What’s That You See, Skip?


It’s a nightly ritual. With just a hint of mystery. I walk the dog before feeding her and putting her to bed. We never go far. It’s out the front door – as often as not with the outside lights off – and across the driveway to the fence.


[a pademelon: hunched and wary]
A tangled vine, some sort of Kennedia, has colonised the fence, screening us from the vacant lot next door. As the dog finds a spot to urinate, I peer over the fence into the dark. I often make out shapes moving in the grass: the small furtive bundle of a bandicoot; the hunched suggestion of a pademelon, and just occasionally the bolder upright alertness of a Bennetts wallaby.


[a Bennetts wallaby]  

Our dog is nearly deaf, so she may not hear them even when they thump the ground in warning. She’s also half blind. But she knows they’re there, straining at the leash, keen to take her knowledge further. In the darkness I too lack visual accuity. I know only by hint, and by long practice, that the dark shape sitting alert is a pademelon not a bush. Some nights I say a soft hello, wondering what it can see or sense of me. I’m sure its vision is far better than mine. But, I wonder, how much better? And what does it actually see?

Zoology has been slow to answer these sorts of question. The strangeness of our marsupials – to European minds at least –  inclined scientists to consider them primitive at best; an evolutionary backwater at worst. When it came to understanding marsupial eye sight, our primate bias literally coloured our thinking. The long-held view was that few mammals – and then only primates – could see in colour. The rest, including marsupials, saw in black and white.
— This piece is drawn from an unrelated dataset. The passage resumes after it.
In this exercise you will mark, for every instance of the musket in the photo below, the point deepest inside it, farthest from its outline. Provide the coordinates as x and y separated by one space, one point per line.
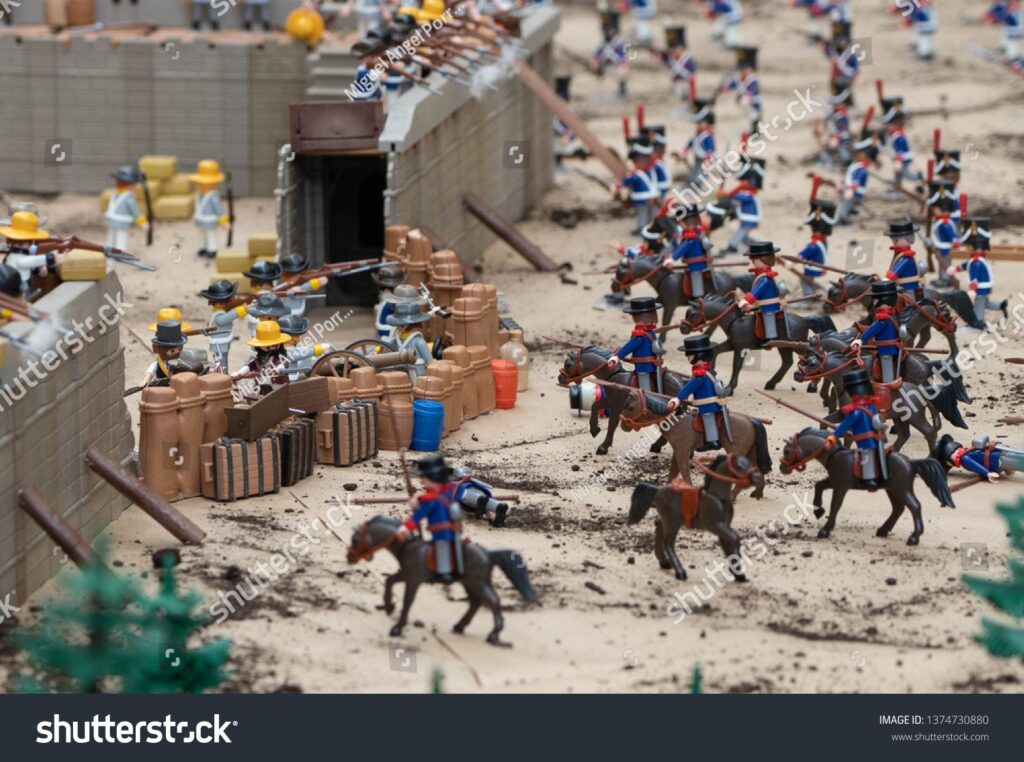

But some clever research at the University of Western Australia has found that marsupials do see in colour, and probably in more colours than we do. The human retina, the light-sensing part of the eye, has two types of cells called rods and cones. Rods help with vision in low light, while cones help with colour vision and detail. The retinas of most other mammals don’t have cone cells, so those mammals don’t see in colour. After the WA research, we now know that marsupials, like primates, have both rods and cones. In fact they have extra sensitivity in their cones, allowing some of them to see in the ultraviolet light range. In addition their vision span is around 300 degrees, in comparison to the human span of around 180 degrees.


[wallaby footprints]  
I guess I should have known about these special marsupial powers through watching episodes of “Skippy the Bush Kangaroo” on TV in the 1960s and ‘70s. In that bush melodrama, Skippy always seemed to come to the rescue of the humans by warning of danger ... (“What’s that Skip? The bank robbers are hiding in the bush!?”) ... or by untying the rope-bound humans (who knew kangaroos had prehensile paws?) ... and even by jumping on deadly snakes so the ranger and his son could escape.

Perhaps science has at last caught up, and can now explain why “Skip” was always a step ahead of the bad guys. She could see so much better than the humans, thanks to her wider vision and ability to see further along the spectrum.


["I'm watching you." A well-dressed pademelon.]  

Next time I’m weeing Noo late at night, I’ll have a new respect for “Skip” and her friends. As they peer back at me through the gloaming, I’ll be aware that they’re seeing a lot more than I’d previously guessed. I might even have to dress a little better, making sure I’m colour coordinated. It doesn’t do to upset the neighbours.